Meta has announced plans to build a C$13 billion data center in Alberta, its first in Canada. Reuters reported that the 1-gigawatt facility in Sturgeon County could scale to 1.8 gigawatts and would use as much electricity as 800,000 homes.
This is the new geography of AI.
The most powerful AI systems need massive computing capacity. That computing capacity needs land, electricity, cooling, grid equipment, natural gas, renewables, water systems, and long-term infrastructure planning.
Reuters reported that Meta’s Alberta project benefits from cheap natural gas and cold climate conditions that reduce cooling costs. The company plans to fund new power generation and grid infrastructure, while using interim power from Capital Power and future supply through a Pembina Pipeline-linked natural gas plant.
The wider trend is bigger than one company. Reuters reported that U.N. researchers expect annual data-center power consumption to double to 945 terawatt-hours by 2030, roughly the electricity use of Japan, with AI accounting for 40% of the total. Water consumption could reach 9.3 trillion liters, and carbon emissions could rise to 399 million tons.
This changes how countries should think about technology.

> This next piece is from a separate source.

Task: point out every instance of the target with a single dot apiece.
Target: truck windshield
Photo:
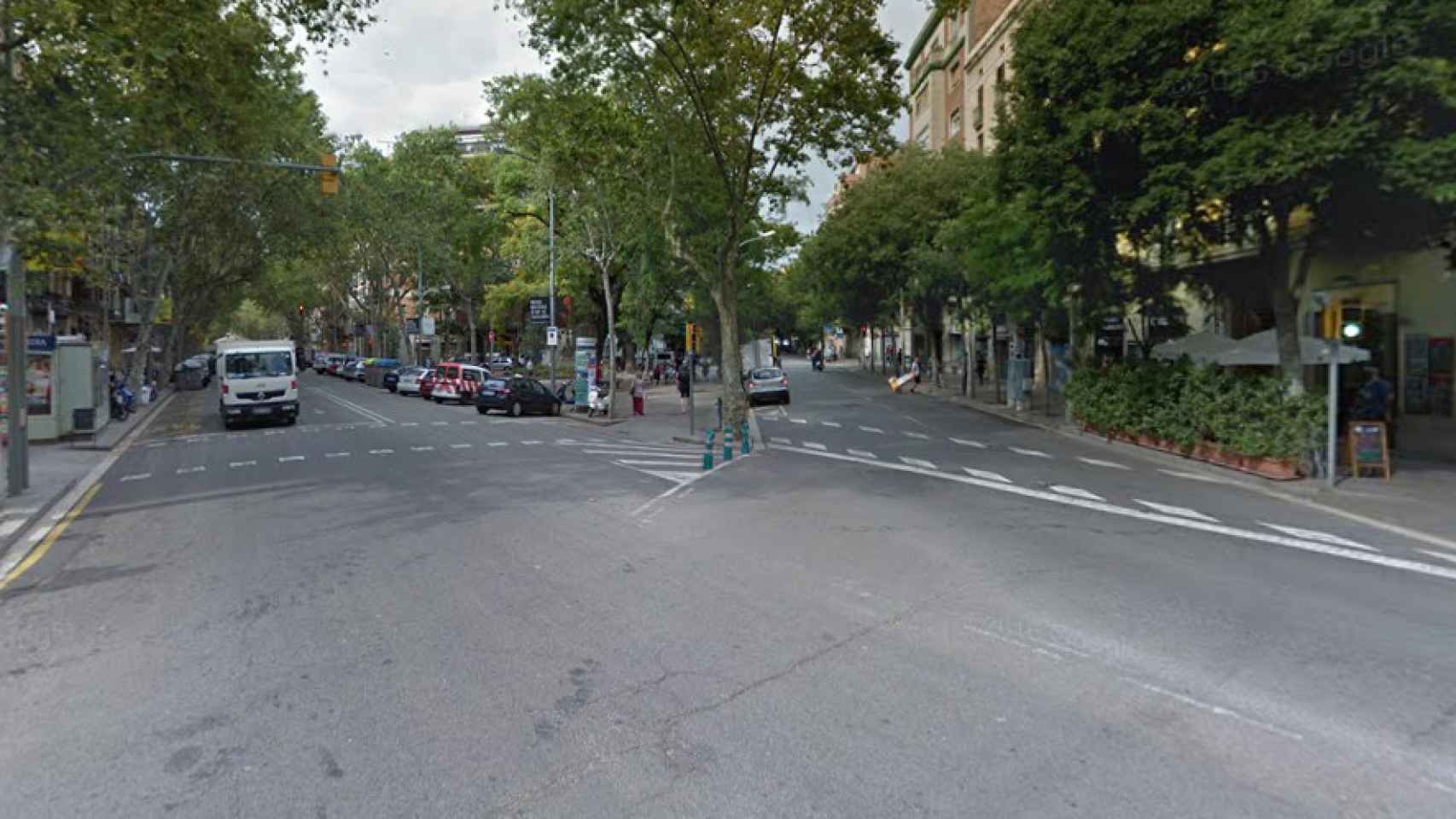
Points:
(258, 364)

AI leadership will not belong only to countries with smart engineers. It will belong to countries with cheap power, stable grids, cooling capacity, water planning, land access, regulation, capital, and political stability.

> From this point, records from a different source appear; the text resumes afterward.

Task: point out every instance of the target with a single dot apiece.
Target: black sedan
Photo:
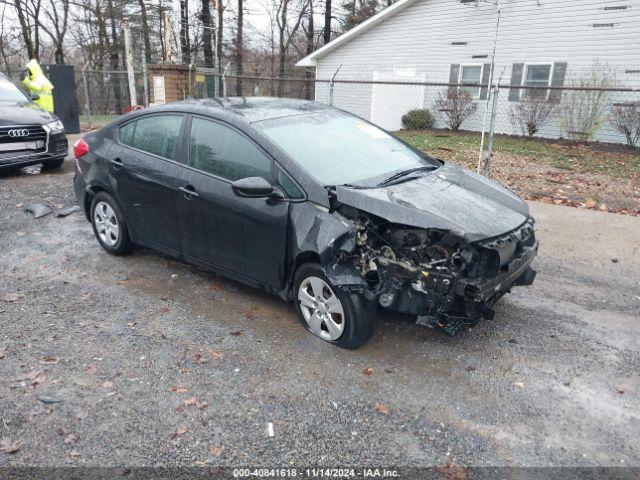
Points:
(28, 133)
(311, 203)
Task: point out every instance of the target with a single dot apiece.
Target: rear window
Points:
(157, 134)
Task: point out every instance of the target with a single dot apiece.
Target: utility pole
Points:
(129, 59)
(167, 37)
(483, 162)
(327, 22)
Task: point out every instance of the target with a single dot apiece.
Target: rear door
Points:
(244, 235)
(145, 165)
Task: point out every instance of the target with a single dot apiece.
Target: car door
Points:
(244, 235)
(145, 168)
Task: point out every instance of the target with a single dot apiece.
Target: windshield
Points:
(10, 93)
(337, 148)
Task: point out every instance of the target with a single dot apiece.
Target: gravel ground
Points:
(153, 362)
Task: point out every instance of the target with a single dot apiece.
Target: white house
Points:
(538, 43)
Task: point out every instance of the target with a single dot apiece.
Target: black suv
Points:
(28, 133)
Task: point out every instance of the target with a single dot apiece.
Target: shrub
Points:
(583, 112)
(420, 119)
(454, 106)
(529, 115)
(626, 119)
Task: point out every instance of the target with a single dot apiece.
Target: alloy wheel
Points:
(321, 308)
(106, 223)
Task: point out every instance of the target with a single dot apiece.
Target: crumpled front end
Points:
(446, 281)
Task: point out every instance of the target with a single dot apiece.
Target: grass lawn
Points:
(612, 160)
(605, 176)
(96, 121)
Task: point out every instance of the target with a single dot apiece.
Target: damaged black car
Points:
(311, 203)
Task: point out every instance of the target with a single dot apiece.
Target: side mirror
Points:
(252, 187)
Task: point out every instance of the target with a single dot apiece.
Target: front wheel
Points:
(337, 317)
(52, 164)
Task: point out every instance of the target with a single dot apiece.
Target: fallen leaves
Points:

Data centers are becoming the new oil fields because they produce the raw material of the digital economy: compute.
For Africa, this creates both opportunity and warning. Countries with power shortages cannot host serious AI infrastructure. Countries with clean energy, land, and stable regulation may attract future investment. But data centers must not consume local resources without public benefit.
The AI race is therefore also an infrastructure race. Nations that want digital sovereignty must plan electricity, water, and fiber networks together.
Strategic Economic Assessment: AI’s growth is turning data centers into strategic infrastructure. The winners of the next technology race will be countries that can supply reliable power, cooling, water, land, and regulation. For developing states, the lesson is direct: AI policy is also energy policy. Without power, there is no digital sovereignty.